Die schlussendlich vom Routenplaner vorgeschlagene Strecke ist diese hier:
Man braucht 90 Minuten für 90 Kilometer und die Straßen sind furchtbar. Es beginnt mit einer Fahrt durch die industriellen Vororte von Ferrara, dann über den Po und sofort links über mehrere Kilometer auf einer schmalen schlechten Straße auf dem Po-Deich entlang. Landeinwärts liegen kleine Dörfer, wie sie aus der Eingangssequenz der Filme von "Don Camillo e l'onorevole Peppone" nur zu bekannt sind: Niedrige geduckte Häuser, ein Kirche von gigantischen Ausmaßen und ein Glockenturm. Dieser Deich ist nicht wirklich alt, überall in Ferrara findet man Bücher mit Photos von Überschwemmungen des Pos in den 50er Jahren. Vor 60 oder 70 Jahren wurde man in den Dörfern hier noch regelmäßig überschwemmt, ein Entwicklungsland (sowas gibt es heute in Europa nur noch in Großbritannien, kein Entwicklungsland sondern ein "undeveloping country").
In Boaria Gilliola verlasse ich den Damm um schlussendlich auf die Hauptstraße zu kommen. Direkt am Deich treffe ich dabei eine braun-schwarz getigerte Katze, die hier im Nebel und Regen auf Mäuse geht. Ich stelle den Fiat Panda zu Seite und wir unterhalten uns ein wenig.

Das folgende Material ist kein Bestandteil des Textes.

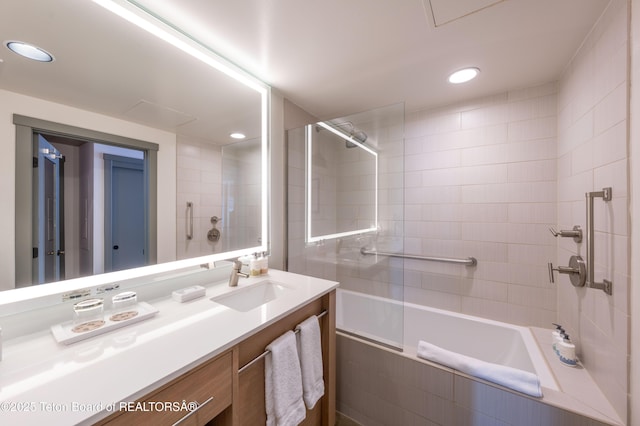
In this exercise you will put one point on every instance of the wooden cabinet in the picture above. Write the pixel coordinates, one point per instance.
(208, 385)
(249, 405)
(227, 397)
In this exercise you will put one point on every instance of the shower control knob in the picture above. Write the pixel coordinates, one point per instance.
(576, 270)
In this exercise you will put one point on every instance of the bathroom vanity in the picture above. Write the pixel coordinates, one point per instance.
(199, 362)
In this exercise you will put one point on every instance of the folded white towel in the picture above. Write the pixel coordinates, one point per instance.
(311, 361)
(512, 378)
(283, 382)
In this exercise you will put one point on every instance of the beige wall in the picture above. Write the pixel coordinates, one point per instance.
(593, 154)
(480, 180)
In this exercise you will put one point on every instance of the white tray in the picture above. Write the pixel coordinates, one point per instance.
(64, 333)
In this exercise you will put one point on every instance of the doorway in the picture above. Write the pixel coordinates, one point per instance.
(124, 222)
(75, 227)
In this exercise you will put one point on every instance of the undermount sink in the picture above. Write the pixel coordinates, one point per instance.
(248, 298)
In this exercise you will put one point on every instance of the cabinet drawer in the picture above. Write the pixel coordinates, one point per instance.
(211, 380)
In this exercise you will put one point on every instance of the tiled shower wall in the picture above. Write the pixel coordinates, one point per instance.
(199, 180)
(480, 181)
(593, 154)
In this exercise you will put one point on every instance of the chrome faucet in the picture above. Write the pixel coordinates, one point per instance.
(236, 274)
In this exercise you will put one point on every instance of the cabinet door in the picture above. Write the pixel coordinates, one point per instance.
(208, 386)
(249, 407)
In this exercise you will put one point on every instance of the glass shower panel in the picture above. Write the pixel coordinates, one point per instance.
(371, 292)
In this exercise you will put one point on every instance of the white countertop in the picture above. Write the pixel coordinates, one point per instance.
(44, 382)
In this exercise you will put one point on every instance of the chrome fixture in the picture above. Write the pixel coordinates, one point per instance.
(605, 285)
(575, 233)
(236, 274)
(189, 220)
(576, 270)
(469, 261)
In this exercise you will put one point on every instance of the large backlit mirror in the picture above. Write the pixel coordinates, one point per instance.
(123, 150)
(341, 181)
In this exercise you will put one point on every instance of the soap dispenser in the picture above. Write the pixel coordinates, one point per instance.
(254, 265)
(557, 337)
(264, 263)
(567, 352)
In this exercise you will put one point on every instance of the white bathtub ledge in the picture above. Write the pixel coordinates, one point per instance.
(578, 391)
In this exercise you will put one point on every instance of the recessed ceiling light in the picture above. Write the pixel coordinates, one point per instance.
(463, 75)
(29, 51)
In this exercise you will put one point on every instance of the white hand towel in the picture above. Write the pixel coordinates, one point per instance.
(311, 361)
(512, 378)
(283, 382)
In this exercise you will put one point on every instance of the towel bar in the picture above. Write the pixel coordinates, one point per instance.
(263, 354)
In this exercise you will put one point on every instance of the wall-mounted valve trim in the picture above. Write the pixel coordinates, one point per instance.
(576, 270)
(575, 233)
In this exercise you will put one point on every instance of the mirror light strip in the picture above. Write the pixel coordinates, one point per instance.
(155, 26)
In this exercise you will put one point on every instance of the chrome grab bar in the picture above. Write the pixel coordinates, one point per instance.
(469, 261)
(189, 220)
(605, 285)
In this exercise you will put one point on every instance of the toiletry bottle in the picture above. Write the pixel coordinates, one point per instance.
(264, 266)
(567, 352)
(254, 266)
(557, 337)
(245, 263)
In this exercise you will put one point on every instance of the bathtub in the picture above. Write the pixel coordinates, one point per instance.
(401, 325)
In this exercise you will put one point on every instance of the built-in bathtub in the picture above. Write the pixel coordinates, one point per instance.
(391, 322)
(383, 382)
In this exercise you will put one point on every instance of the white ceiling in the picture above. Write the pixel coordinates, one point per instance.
(337, 57)
(330, 57)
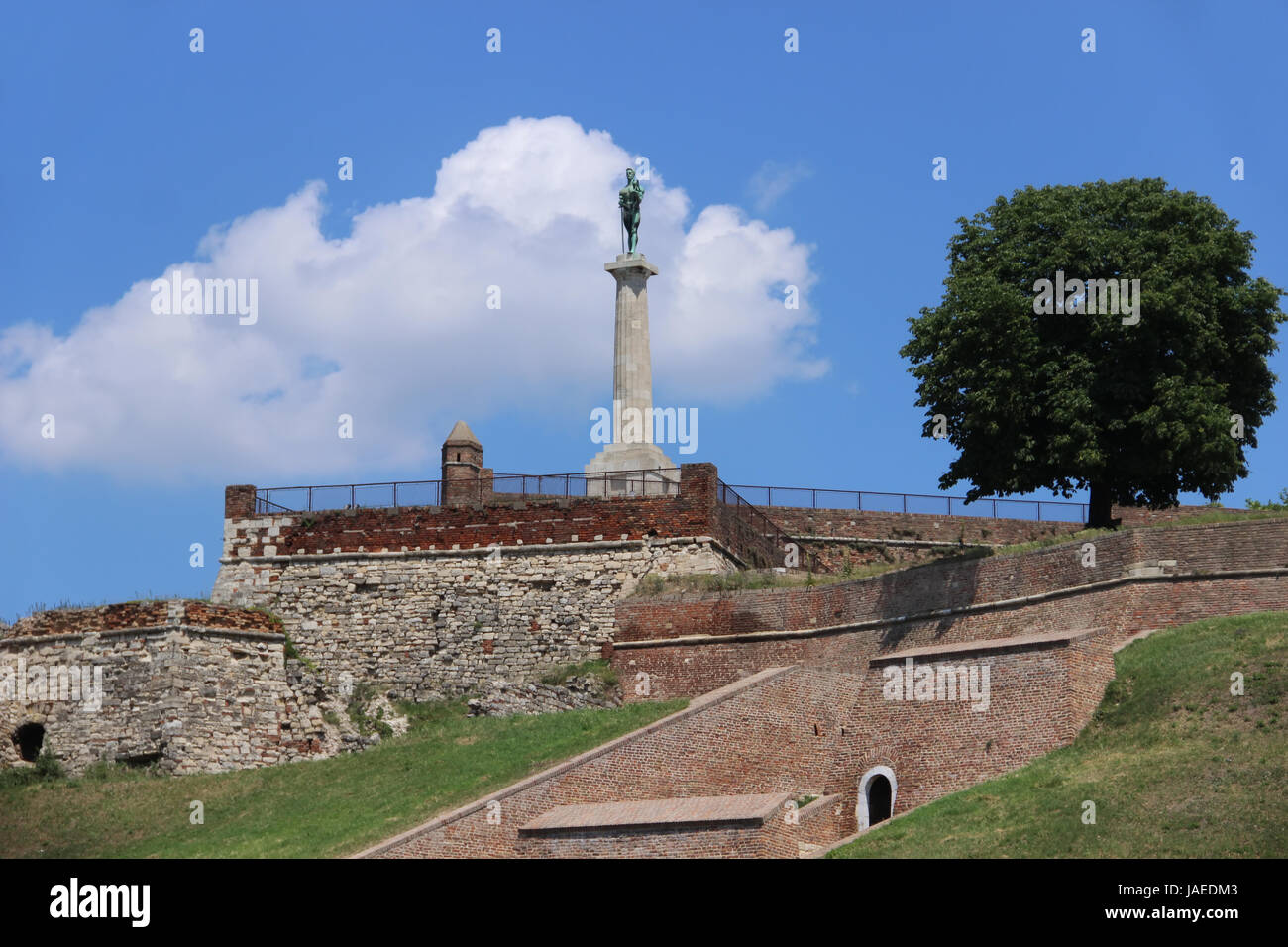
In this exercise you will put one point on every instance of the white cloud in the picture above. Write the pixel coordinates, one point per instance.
(390, 325)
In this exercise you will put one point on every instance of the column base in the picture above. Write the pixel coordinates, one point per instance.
(644, 471)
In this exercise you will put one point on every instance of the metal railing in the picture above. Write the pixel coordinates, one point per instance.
(866, 501)
(393, 495)
(661, 482)
(664, 482)
(756, 539)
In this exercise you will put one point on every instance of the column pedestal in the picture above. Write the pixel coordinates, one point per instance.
(631, 451)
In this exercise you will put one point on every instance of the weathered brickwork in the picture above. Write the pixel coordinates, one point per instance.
(1142, 579)
(507, 522)
(795, 731)
(425, 626)
(858, 538)
(181, 684)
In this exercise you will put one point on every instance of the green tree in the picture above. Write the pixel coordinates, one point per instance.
(1070, 401)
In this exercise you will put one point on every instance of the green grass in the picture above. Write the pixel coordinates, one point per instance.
(301, 809)
(1176, 766)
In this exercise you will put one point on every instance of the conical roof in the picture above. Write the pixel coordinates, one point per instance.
(462, 433)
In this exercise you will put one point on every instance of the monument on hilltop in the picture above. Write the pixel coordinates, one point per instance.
(643, 466)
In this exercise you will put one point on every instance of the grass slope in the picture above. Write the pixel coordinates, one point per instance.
(303, 809)
(1176, 766)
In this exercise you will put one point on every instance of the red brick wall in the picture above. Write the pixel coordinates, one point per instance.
(751, 740)
(802, 729)
(533, 522)
(803, 521)
(907, 608)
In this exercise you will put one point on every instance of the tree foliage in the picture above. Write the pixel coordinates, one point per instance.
(1069, 401)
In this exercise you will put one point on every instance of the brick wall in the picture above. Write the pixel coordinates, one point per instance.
(1220, 569)
(794, 731)
(505, 521)
(429, 625)
(840, 536)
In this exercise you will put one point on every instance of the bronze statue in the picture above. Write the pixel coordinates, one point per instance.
(629, 200)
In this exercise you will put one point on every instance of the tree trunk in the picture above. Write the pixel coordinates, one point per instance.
(1100, 508)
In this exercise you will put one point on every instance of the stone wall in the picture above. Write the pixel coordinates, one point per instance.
(143, 684)
(426, 625)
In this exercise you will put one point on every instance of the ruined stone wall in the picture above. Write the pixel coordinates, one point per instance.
(428, 625)
(188, 698)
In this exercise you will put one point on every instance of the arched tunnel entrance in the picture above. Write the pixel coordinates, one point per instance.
(877, 789)
(29, 738)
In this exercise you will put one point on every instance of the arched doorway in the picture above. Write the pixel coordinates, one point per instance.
(877, 789)
(29, 738)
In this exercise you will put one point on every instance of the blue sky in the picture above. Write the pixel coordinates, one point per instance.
(771, 167)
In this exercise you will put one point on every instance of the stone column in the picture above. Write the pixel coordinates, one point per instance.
(632, 389)
(632, 364)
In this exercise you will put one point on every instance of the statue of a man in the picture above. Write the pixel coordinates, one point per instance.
(629, 200)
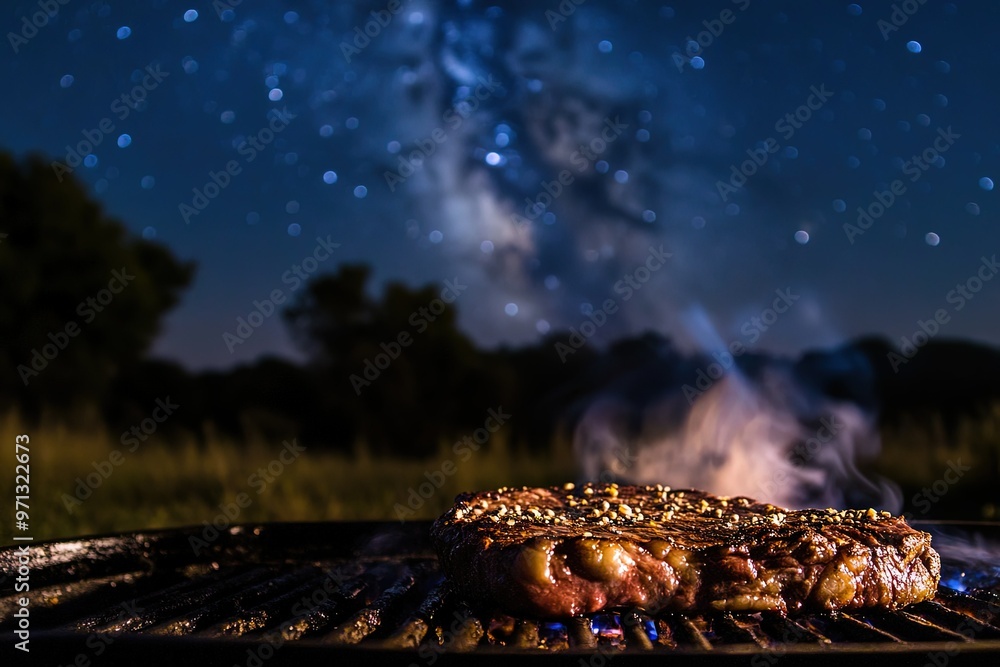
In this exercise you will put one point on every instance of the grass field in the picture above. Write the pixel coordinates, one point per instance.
(174, 484)
(164, 484)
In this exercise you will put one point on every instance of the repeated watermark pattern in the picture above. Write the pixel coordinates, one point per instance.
(695, 46)
(931, 327)
(60, 339)
(453, 118)
(915, 167)
(582, 158)
(122, 106)
(627, 287)
(752, 329)
(32, 23)
(249, 149)
(786, 126)
(420, 320)
(462, 450)
(294, 277)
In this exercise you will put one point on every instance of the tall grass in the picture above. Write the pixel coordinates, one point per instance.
(167, 484)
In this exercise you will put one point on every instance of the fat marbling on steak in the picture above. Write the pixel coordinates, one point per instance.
(562, 551)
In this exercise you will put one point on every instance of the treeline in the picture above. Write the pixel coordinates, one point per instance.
(391, 372)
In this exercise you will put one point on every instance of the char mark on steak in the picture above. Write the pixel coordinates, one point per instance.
(562, 551)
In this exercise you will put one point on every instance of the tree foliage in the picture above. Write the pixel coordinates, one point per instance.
(61, 262)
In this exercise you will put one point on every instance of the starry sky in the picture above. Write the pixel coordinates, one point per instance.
(691, 162)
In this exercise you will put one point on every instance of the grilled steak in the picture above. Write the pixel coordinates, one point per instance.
(562, 551)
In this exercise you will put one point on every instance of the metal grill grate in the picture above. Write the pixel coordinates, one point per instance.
(376, 587)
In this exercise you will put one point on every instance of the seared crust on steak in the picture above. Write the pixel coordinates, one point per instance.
(563, 551)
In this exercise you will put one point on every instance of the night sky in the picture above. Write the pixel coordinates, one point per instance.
(477, 110)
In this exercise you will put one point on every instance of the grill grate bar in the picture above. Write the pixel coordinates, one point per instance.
(859, 629)
(231, 605)
(368, 620)
(321, 616)
(167, 603)
(580, 633)
(956, 620)
(634, 630)
(665, 636)
(469, 632)
(728, 631)
(525, 634)
(783, 630)
(413, 630)
(685, 632)
(67, 601)
(269, 612)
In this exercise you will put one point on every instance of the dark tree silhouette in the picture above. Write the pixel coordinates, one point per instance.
(83, 298)
(397, 372)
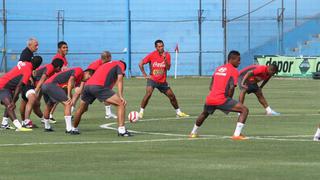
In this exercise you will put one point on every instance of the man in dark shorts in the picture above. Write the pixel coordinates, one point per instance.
(33, 96)
(159, 62)
(10, 87)
(99, 86)
(224, 81)
(105, 58)
(53, 93)
(61, 54)
(248, 81)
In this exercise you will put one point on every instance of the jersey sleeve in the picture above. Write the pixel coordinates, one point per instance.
(168, 57)
(147, 59)
(26, 72)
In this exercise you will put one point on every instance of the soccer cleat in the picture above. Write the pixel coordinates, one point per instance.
(22, 129)
(125, 134)
(181, 114)
(111, 115)
(193, 135)
(273, 113)
(7, 126)
(239, 138)
(140, 115)
(48, 130)
(75, 131)
(29, 125)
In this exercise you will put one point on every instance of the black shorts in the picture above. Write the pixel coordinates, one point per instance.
(5, 93)
(225, 107)
(26, 90)
(90, 93)
(53, 93)
(162, 87)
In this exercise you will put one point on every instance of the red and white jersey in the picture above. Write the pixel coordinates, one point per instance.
(158, 71)
(222, 79)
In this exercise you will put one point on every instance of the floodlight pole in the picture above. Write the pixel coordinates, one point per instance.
(200, 12)
(128, 38)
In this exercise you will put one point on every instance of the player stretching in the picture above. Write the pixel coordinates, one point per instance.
(224, 81)
(10, 87)
(54, 93)
(105, 57)
(160, 63)
(100, 86)
(248, 83)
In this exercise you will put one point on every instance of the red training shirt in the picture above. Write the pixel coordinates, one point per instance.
(21, 72)
(158, 71)
(107, 74)
(223, 78)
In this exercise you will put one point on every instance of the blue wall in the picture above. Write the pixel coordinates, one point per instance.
(97, 25)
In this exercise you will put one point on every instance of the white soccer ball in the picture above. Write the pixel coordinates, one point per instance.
(133, 116)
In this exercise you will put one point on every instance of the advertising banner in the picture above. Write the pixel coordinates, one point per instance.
(291, 66)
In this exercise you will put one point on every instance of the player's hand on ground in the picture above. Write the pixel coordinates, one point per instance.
(12, 106)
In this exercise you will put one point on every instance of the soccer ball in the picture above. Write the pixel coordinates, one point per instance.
(133, 116)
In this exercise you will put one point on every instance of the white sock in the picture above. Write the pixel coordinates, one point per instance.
(5, 121)
(17, 124)
(47, 124)
(317, 133)
(108, 109)
(195, 129)
(238, 130)
(68, 122)
(121, 129)
(268, 109)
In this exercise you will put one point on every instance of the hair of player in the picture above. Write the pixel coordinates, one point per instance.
(36, 61)
(105, 55)
(90, 71)
(124, 63)
(31, 40)
(61, 43)
(233, 54)
(57, 62)
(158, 41)
(274, 67)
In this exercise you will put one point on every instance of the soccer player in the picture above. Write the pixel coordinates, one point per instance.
(159, 62)
(224, 81)
(105, 57)
(100, 86)
(61, 54)
(33, 100)
(248, 83)
(10, 86)
(54, 93)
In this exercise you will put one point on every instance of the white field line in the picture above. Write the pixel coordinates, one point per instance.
(183, 137)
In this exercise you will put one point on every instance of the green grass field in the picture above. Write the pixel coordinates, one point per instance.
(280, 147)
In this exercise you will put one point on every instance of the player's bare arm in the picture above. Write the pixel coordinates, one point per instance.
(142, 70)
(264, 82)
(41, 81)
(247, 76)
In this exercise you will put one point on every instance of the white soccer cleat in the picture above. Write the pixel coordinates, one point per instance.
(111, 115)
(273, 113)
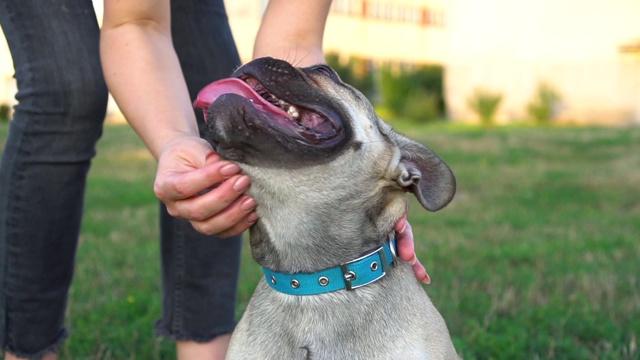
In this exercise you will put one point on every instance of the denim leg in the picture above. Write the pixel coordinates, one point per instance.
(199, 273)
(62, 101)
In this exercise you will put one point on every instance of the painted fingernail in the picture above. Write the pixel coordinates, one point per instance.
(248, 204)
(229, 169)
(242, 183)
(253, 217)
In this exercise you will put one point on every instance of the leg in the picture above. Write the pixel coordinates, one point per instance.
(200, 273)
(44, 165)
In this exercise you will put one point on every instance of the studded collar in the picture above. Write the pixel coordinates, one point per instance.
(351, 275)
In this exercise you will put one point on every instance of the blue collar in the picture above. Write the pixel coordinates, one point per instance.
(351, 275)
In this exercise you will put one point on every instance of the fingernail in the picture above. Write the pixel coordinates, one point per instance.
(242, 183)
(248, 204)
(229, 169)
(427, 280)
(253, 217)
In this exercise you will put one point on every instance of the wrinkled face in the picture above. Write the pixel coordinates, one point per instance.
(273, 114)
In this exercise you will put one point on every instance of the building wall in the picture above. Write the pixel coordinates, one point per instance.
(385, 30)
(510, 46)
(501, 45)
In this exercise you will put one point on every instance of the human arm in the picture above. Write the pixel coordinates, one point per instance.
(143, 74)
(293, 31)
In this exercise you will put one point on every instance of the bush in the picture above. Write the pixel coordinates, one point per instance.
(415, 93)
(357, 72)
(485, 104)
(421, 106)
(544, 106)
(5, 113)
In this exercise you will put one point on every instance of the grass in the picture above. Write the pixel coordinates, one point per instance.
(536, 258)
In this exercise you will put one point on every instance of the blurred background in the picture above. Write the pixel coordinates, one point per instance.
(580, 57)
(534, 104)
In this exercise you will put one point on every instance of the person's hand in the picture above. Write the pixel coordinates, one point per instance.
(196, 185)
(406, 249)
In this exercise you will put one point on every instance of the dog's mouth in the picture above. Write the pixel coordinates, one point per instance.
(314, 125)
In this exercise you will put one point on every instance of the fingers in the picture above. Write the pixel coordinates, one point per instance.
(421, 273)
(232, 220)
(173, 185)
(209, 202)
(405, 243)
(406, 249)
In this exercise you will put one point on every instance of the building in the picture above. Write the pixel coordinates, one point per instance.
(589, 50)
(584, 48)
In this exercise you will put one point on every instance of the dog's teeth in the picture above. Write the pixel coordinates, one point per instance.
(293, 112)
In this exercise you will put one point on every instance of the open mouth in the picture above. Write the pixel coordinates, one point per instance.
(311, 124)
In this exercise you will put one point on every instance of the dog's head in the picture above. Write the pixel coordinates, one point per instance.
(313, 144)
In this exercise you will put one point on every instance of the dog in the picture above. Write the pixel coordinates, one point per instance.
(330, 178)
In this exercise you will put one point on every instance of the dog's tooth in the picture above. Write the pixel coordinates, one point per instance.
(293, 112)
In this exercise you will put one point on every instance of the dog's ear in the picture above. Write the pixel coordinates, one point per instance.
(423, 173)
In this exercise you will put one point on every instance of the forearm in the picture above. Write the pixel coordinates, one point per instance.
(145, 78)
(293, 30)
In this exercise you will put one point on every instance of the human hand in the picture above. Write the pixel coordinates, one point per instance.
(197, 186)
(406, 249)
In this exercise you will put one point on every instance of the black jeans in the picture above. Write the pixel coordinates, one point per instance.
(62, 101)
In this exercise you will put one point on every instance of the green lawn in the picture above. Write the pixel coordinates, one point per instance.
(536, 257)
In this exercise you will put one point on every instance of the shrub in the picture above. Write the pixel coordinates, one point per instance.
(485, 104)
(415, 93)
(5, 113)
(544, 106)
(421, 106)
(357, 72)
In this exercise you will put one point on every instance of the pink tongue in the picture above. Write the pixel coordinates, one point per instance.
(211, 92)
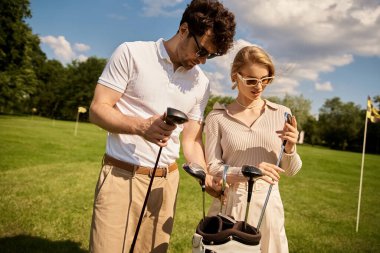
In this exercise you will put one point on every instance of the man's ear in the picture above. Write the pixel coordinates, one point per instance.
(184, 29)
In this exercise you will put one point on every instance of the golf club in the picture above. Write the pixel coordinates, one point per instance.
(223, 186)
(288, 118)
(197, 171)
(251, 173)
(173, 116)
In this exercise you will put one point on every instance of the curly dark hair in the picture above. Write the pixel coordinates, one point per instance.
(202, 15)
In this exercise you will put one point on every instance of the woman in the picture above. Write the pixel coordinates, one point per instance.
(250, 131)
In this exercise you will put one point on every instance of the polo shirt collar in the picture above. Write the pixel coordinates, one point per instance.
(162, 50)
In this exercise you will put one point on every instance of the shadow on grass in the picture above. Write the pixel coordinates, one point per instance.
(33, 244)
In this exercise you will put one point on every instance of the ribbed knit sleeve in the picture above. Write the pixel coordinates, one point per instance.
(229, 141)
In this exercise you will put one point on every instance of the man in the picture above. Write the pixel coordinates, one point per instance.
(140, 81)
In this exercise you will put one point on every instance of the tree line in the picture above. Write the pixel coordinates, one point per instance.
(29, 82)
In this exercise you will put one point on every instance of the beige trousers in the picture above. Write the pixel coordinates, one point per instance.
(119, 197)
(273, 236)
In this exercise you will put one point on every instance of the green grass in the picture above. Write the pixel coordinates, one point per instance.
(48, 176)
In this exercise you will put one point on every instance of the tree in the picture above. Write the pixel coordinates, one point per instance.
(53, 81)
(20, 57)
(220, 99)
(299, 106)
(80, 85)
(340, 123)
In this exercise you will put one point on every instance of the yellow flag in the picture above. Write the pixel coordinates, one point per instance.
(372, 113)
(82, 109)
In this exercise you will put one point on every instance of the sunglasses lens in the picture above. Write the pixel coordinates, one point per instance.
(252, 82)
(267, 80)
(202, 53)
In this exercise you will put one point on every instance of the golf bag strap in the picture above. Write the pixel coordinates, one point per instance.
(160, 171)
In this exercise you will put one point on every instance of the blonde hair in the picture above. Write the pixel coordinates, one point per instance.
(251, 55)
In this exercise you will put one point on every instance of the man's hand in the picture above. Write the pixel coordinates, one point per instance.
(155, 130)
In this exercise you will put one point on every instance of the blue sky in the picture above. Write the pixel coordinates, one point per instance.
(321, 49)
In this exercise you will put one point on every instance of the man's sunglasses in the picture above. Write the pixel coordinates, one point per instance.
(202, 52)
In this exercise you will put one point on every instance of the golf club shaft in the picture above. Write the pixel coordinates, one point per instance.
(270, 187)
(204, 202)
(145, 202)
(246, 215)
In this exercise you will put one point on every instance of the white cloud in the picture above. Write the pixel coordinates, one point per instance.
(117, 17)
(80, 47)
(323, 86)
(63, 51)
(154, 8)
(305, 38)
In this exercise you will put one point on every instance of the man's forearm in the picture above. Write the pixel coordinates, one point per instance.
(114, 121)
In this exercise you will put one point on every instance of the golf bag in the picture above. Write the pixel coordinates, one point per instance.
(222, 234)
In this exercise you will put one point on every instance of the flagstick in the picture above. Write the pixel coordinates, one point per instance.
(361, 173)
(76, 124)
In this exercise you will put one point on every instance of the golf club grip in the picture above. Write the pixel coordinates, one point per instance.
(145, 203)
(287, 120)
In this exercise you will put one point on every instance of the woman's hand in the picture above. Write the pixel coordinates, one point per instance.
(271, 172)
(290, 134)
(213, 185)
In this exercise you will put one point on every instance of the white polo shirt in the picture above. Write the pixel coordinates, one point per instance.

Neulich saß ich vor dem kleinen Theaterchen „Ambassadeurs" in den Champs-Elysées, unter grünen Bäumen. Um meine Bank strich mehrere Male eine große, gut genährte Katze, grau mit schwarzen Flecken. Wir kamen so ins Gespräch – sie fragte mich, wieviel Uhr es sei –, und da stellte sich heraus, daß sie aus Insterburg stammte. Nun kenne ich Insterburg sehr genau – ich habe da seinerzeit gedient –, und wir waren gleich im richtigen Fahrwasser. Sie kannte erstaunlich viele Leute, und wir hatten auch gemeinsame Bekannte: eine Verwandte von ihr war bei meinem Feldwebel Lemke Katze gewesen, sie wußte gut Bescheid. Meine Stammkneipe kannte sie und das Theater und die Kaserne und alle möglichen Orte. Ja, es ist sogar möglich, daß wir uns einmal gesehen hatten, im Schützenhaus zu Palmnicken, aber da hatte ich natürlich nicht so darauf geachtet. Kurt Tucholsky "Die Katz", 1928.
Diese hier jedenfalls bestätigt mir, dass es die Mäuse sind die sie gerade interessieren. So sieht man, dass der einen gefällt wofür der andere kein Verständnis hat - im Winter nach Ferrara fahren oder solche Ideen halt.
In Mantua zuerst Regen, dann Espresso (1,30 Euro ist mittlerweile der normale Preis), dann in den Palazzo Ducale. Der Rundgang ist nicht so ausgelegt dass das Erleben langsam gesteigert wird, er fängt mit dem Paukenschlag an: Camera degli Sposi von Mantegna.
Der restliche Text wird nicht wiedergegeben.